Both naval commanders at Narvik die in the engagement and are decorated. British Captain Bernard Armitage Warburton Warburton-Lee is killed by a direct hit to HMS Hardy's bridge. He will be posthumously awarded the Victoria Cross and, in 1942, the Norwegian War Cross. Commander of the German destroyer flotilla at Narvik Commodore Friedrich Bonte is killed when his flagship, destroyer Z21 Wilhelm Heidkamp, is torpedoed and explodes. Bonte will be posthumously awarded the Knight's Cross of the Iron Cross.

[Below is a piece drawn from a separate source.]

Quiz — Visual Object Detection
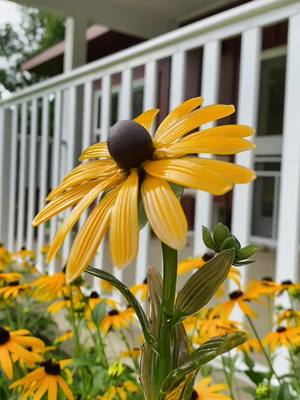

http://upload.wikimedia.org/wikipedia/commons/e/e0/1940NorwayCampaign.jpg
Coming out of the rising sun at 7.30 AM, 16 Skua fighter/bombers of British Fleet Air Arm 800 & 803 Squadrons divebomb German cruiser Königsberg in Bergen harbor (at the absolute limit of their range from Hatson airfield, Orkney Islands). Königsberg is hit with three 500 pound bombs (18 killed, 23 wounded) and sinks 2 hours later. German transport ship SS Barenfels is also damaged. 1 Skua malfunctions and crashes (2 aircrew lost). http://freespace.virgin.net/john.dell/sinking_of_the_konigsberg.htm
U-4 sinks HMS Thistle at 2.13 AM (all 53 hands lost) at Stavanger. HMS Tarpon fires torpedoes at Q-ship Schiff 40/Schürbek but is sunk by depth charges 50 mile off the Danish coast (another 53 crew lost).
Battle of the Atlantic. U-37 fires 5 torpedoes and sinks Swedish motor tanker Sveaborg at 2.15 AM 10 miles North of Faroe Isles (5 dead, 29 survivors). At 3.23 AM, Norwegian MV Tosca stops to assist the burning Sveaborg and is sunk by 1 torpedo from U-37 (2 dead, 32 survivors). Survivors from both ships are picked up by British armed boarding vessel HMS Northern Chief and landed in Kirkwall.